Dear Varsity Editors,

I am writing in response to your recently published op-ed “What does OPIRG even do for 147k?” questionable not only for its ill-cited content, but also because it misinformed students in the upcoming referendum vote to withdraw student levy fees from the Ontario Public Interest Research Group (OPIRG Toronto). As an indigenous student and volunteer of OPIRG Toronto for the past four years, I can attest to the work, dedication and accountability the organization has had to the broader University of Toronto community, whose mandate has been misconstrued by the op-ed.

OPIRG Toronto is one of the few places at the university that offers opportunities to connect students across campus to create community based alternative solutions in dealing with local and global issues of environmental advocacy, migrant justice, indigenous and human rights. This commitment is reflected in a number of OPIRG initiatives, including the founding of Tools for Change, which hosts a variety of free workshops to University of Toronto students who pay into the OPIRG Toronto student levy. Unlike what is reported in the op-ed, Tools for Change was created in 2006 by then OPIRG Board member Jessica Bell as a joint initiative between the organization and Earthroots to build activist skills that “champion social, economic, and environmental justice.”

OPIRG also hosts a number of action groups–including the Filipino Canadian Youth Alliance, Mining Injustice Solidarity Network and the Women’s Coordinating Committee for a Free Wallmapu–all run by and for University of Toronto students, which in many cases challenge the status quo to further environmental, and human rights advocacy. As a South American indigenous student at U of T, OPIRG has been one of the few places on campus where I have been able to fully express my concern for issues–such as indigenous land claims rights–and know my voice will not be greenwashed to the will of corporate or other private interests on campus. Whether it be questioning the role of billionaire investments in the Munk School of Global Affairs, or challenging university investments in the military arms industry, OPIRG speaks truth to power on campus, often stepping on the toes of powerful interests that have a different vision of what the university should look like.
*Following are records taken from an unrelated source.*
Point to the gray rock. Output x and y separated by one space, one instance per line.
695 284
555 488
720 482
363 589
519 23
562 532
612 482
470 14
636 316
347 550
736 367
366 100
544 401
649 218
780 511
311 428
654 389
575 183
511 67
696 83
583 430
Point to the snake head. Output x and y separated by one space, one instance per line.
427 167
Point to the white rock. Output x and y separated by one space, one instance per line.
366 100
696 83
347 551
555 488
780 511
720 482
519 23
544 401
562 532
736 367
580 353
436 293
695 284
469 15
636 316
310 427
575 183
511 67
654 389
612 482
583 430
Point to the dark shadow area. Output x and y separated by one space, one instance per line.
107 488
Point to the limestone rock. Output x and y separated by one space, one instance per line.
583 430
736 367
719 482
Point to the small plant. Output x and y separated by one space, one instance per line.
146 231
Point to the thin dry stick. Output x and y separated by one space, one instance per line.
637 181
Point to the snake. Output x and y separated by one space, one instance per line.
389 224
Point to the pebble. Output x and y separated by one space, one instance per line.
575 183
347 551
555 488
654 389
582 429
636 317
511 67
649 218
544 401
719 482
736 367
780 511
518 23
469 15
It is no surprise then that the current campaign to defund OPIRG seeks to discredit the organization in the eyes of students and targets marginalized communities that have very rarely had a voice on campus since the inception of the University. The recent op-ed by Christopher Dryden, which argues to defund OPIRG, speaks to this manipulation of facts by initially claiming that the UTSU student levy was no less than $147,000 paid to the organization, which is entirely false as this number represents the totalassets of OPIRG Toronto in a given year.  According to the University of Toronto fees website, the OPIRG Toronto levy fee under UTSU is a mere 50 cents per full-time undergraduate student per term, which is reflected in UTSU’s annual audit as approximately $38,000 for the year of 2016. This means that this referendum is concerning only as approximately $38,000 and neither the full budget of OPIRG Toronto or the amount all undergraduates pay. Mind you, even this number does not align with the stated number of full-time undergraduates at the University in 2016-17, which was 39,411. So OPIRG Toronto isn’t even receiving fees equal to all UTSU members.
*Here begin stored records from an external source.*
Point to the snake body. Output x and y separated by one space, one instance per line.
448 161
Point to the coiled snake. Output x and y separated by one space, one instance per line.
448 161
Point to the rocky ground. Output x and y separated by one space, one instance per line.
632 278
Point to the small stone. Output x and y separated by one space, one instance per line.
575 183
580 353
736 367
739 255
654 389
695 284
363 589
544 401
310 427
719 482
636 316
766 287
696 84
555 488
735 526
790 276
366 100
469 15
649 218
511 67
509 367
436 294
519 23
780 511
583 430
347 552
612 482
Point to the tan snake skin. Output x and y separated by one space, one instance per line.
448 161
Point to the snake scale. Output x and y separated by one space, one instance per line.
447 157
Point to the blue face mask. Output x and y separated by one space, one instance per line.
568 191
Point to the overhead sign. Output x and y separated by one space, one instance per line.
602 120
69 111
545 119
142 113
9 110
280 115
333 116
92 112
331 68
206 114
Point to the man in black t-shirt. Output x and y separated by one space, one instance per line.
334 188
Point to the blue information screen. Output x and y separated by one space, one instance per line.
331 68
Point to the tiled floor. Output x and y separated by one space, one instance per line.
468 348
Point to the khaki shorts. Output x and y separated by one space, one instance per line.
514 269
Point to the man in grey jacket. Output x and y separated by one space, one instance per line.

The author’s attempt to discredit OPIRG proves the author’s inept research at best, and purposeful manipulation of undergraduate students at worst, which preys on student sentiment of making ends meet to silence dissent. The author ridicules articles published in OPIRG’s Actions Speak Louder which upon further inspection reveals his political agenda. 2011’s “How Sex Lost Its Steam” denounces pinkwashing of queer/trans communities and “Eclectic Vultures Go On a Wine-Tasting Spree” from 2016 explores the sexual and economic exploitation of migrant women. Dryden’s sentiment is very clearly one which mocks and demeans the struggles of marginalized people and reveals the true political agenda behind the “Yes OPIRG out of U of T” campaign. One which seems to want to uphold and maintain the university as an Old Boys club which excludes the stories and experiences of the marginalized as valuable research and motivation for action. But, sadly for the author, the faces of university have changed and OPIRG has been there the entire way.

For an organization with only two full-time staff, OPIRG Toronto manages to run ­a student run a research symposium, a bi-annual student led publication, logistical support for action groups, Tools for Change, DisOrientation and countless other initiatives with a total budget of less than $150,000 a year, while paying their staff a living wage. This is staggering in comparison to the multi-million-dollar budgets run by student unions and non-profit enterprises across North America and on this campus.

Just fifty cents allow undergraduate students the opportunity to publish and present research, build analysis beyond what can be found in the classroom, learn valuable skills that can be used in all sorts of fields, and find their voice to challenge the state of affairs on and off campus. OPIRG has given me so much to be able to do this over my years at U of T, I can only hope that my fellow students will continue to have the same opportunity that I’ve had.

Jenna Morales is an undergraduate student at Woodsworth College specializing in Geography.